For the past fifteen years or so, Stéphanie Lacombe has been capturing the everyday lives of the people of Hauts-de-France; her series *Immobile Home*, *Hyperlife* and *Somme toute* evoke memories of childhood and cinema: motorway service stations, campsites, hypermarket car parks, working-class neighbourhoods… become settings for intimate moments, social comedies or teenage outbursts, whilst remaining firmly rooted in a harsh economic reality.
Driven by a clear-eyed commitment, Stéphanie focuses on the precarious owners of mobile homes, hypermarket shoppers and temporary workers, to shed light on invisible lives. Her images challenge clichés about poverty and show those who work hard, tinker, help one another and devise a thousand strategies.

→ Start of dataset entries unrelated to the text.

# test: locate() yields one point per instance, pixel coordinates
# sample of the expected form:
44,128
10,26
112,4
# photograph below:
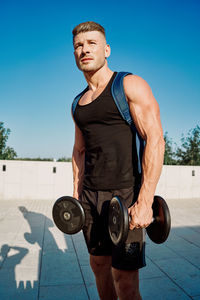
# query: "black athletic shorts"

Her interest in others leads her to take the time to engage with them: she involves her subjects, adjusting poses, lighting and gestures to offer them a representation worthy of their trust, transforming the creation of an image into a shared political and poetic act.
Drawing on testimonies and confidences, she crafts short texts that accompany the images like intertitles in a silent film, adding depth to their surface. Thus, the voices of those who speak of ‘what remains to be lived’ rather than purchasing power evoke a collective newspaper subscription, beach towels on the pavement, Sunday steak or oysters from Aldi.
Stéphanie Lacombe’s “little world” rekindles the golden light of childhood holidays, games of make-believe on the tarmac or shopping trolley races, and gathers into a basket of images and words a collection of little joys snatched from the harshness of reality.